Isolated Optic Neuritis Revealing Lyme Disease in an Adolescent: A Case Report and Literature Review
Taoufik Boubga, Amine Hafessi, Brahim Benameur, Naoufal Assoufi

TL;DR
A teenager with optic neuritis was found to have Lyme disease, showing the importance of considering this infection in rare neurological cases.
Contribution
This case report adds to the limited literature on optic neuritis as a rare manifestation of Lyme disease in non-endemic regions.
Findings
A 17-year-old girl with optic neuritis was diagnosed with Borrelia burgdorferi infection.
Treatment with intravenous ceftriaxone led to near-complete vision recovery without corticosteroids.
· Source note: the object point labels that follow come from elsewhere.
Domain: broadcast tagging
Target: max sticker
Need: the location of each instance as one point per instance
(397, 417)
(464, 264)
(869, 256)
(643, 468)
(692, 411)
The case emphasizes the need to consider Lyme disease in optic neuritis differential diagnosis.
Abstract
Lyme disease, caused by Borrelia burgdorferi sensu lato, can occasionally involve the nervous system and lead to a variety of neurological manifestations. Ocular complications are uncommon, and optic neuritis (ON) represents one of the rarest presentations. We describe the case of a 17-year-old girl from Morocco who developed progressive visual loss and eye pain on the right side. Ophthalmologic evaluation revealed unilateral optic disc swelling and macular edema, and magnetic resonance imaging confirmed right optic nerve inflammation. Cerebrospinal fluid analysis demonstrated lymphocytic pleocytosis and elevated protein, while serological and intrathecal testing identified B. burgdorferi infection. The patient was treated with intravenous ceftriaxone for 21 days without corticosteroids and experienced near-complete recovery of vision. This case highlights the importance of considering…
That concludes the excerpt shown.